Challenging the Conventional in a Post-COVID-19 Era: Why it is Time for Innovation in Clinical Trial Technology

Shake Off the Shackles Concept

Clinical Researcher—February 2022 (Volume 36, Issue 1)

TRIALS & TECHNOLOGY

Ricky Lakhani

 

With accelerations in medical science and the advent of personalized medicine and patient centricity, drug and device developers have the chance to tackle unmet needs and grow their businesses like never before, but only if they make wholesale changes to the way “do” clinical trials.

Spiralling operational costs, strict compliance procedures, and difficulties in recruiting and retaining participants are age-old barriers to efficient development. Trends such as more complex trial designs, ever tightening regulations, and targeted therapies reducing the pool of potential study subjects are only serving to compound these problems.{1} In addition, there is a growing supply and demand issue—since the arrival of COVID-19, the overall volume of clinical trials and the number of procedures and endpoints they include has skyrocketed, yet sites are facing increasing financial and staffing pressures.{2}

The time is right to shake off these shackles and realize the potential of innovation. How the industry responded to COVID-19 has proved that it is possible, and now it must elevate the conversation and realize that cutting-edge science needs cutting-edge technologies.

Pandemic Change

Digital solutions are nothing new, but COVID-19, which demonstrated the need for agile, adaptable trials and for better risk management, also highlighted just how far clinical trial technology has come in recent years.

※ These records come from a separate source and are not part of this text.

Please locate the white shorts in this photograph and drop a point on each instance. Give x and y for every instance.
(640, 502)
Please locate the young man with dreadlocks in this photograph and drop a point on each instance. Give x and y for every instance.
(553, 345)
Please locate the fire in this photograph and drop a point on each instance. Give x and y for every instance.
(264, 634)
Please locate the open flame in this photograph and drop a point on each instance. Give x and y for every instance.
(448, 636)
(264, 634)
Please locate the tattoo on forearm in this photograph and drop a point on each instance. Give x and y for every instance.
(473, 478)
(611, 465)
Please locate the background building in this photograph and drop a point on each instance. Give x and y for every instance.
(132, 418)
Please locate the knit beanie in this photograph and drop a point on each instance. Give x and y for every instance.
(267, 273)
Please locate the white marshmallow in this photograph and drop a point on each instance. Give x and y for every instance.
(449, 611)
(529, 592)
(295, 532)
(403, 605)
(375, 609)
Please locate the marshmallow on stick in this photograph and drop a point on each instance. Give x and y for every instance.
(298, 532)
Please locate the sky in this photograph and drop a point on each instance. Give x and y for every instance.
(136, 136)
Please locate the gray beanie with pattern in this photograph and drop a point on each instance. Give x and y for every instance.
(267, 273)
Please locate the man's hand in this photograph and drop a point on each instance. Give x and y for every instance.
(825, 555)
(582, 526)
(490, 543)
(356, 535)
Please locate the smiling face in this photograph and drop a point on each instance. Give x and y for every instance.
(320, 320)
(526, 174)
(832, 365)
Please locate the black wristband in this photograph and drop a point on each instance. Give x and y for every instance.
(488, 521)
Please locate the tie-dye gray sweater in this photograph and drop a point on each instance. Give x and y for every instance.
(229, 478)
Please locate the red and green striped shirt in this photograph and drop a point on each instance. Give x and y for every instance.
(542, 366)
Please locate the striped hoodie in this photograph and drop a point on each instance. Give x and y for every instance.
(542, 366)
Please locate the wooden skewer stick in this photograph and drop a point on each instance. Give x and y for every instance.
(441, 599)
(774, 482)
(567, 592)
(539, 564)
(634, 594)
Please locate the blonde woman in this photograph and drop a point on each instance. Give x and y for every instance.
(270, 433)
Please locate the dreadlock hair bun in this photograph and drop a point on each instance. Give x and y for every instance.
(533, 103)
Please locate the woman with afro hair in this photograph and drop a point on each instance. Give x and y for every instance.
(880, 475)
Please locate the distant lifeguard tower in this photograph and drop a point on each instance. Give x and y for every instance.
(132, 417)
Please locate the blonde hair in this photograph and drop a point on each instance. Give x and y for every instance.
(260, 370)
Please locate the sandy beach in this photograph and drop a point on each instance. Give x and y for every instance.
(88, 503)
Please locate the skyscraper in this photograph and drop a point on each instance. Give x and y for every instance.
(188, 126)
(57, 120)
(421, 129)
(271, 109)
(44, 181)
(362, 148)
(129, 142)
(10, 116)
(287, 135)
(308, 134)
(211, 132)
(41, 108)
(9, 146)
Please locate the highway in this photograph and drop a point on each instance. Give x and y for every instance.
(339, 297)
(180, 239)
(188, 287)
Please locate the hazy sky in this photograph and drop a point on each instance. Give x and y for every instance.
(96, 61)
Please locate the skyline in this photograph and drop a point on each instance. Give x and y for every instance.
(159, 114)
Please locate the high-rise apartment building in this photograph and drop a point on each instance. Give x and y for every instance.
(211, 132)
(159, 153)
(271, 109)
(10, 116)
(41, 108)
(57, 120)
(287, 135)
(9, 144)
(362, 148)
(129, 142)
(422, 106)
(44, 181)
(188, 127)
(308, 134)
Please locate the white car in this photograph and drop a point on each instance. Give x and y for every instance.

According to an article published in The Lancet in August 2020,{3} thousands of trials were suspended at the start of the pandemic to comply with social distancing and lockdown rules. As these studies came back online, sponsors and contract research organizations (CROs) turned to clinical trial technology to get back up and running quickly, safely, and cost effectively. What they found was that today’s digital platforms are faster, easier, and cheaper to implement than their traditional counterparts, and that they were more suited to modern trial conduct than ever before.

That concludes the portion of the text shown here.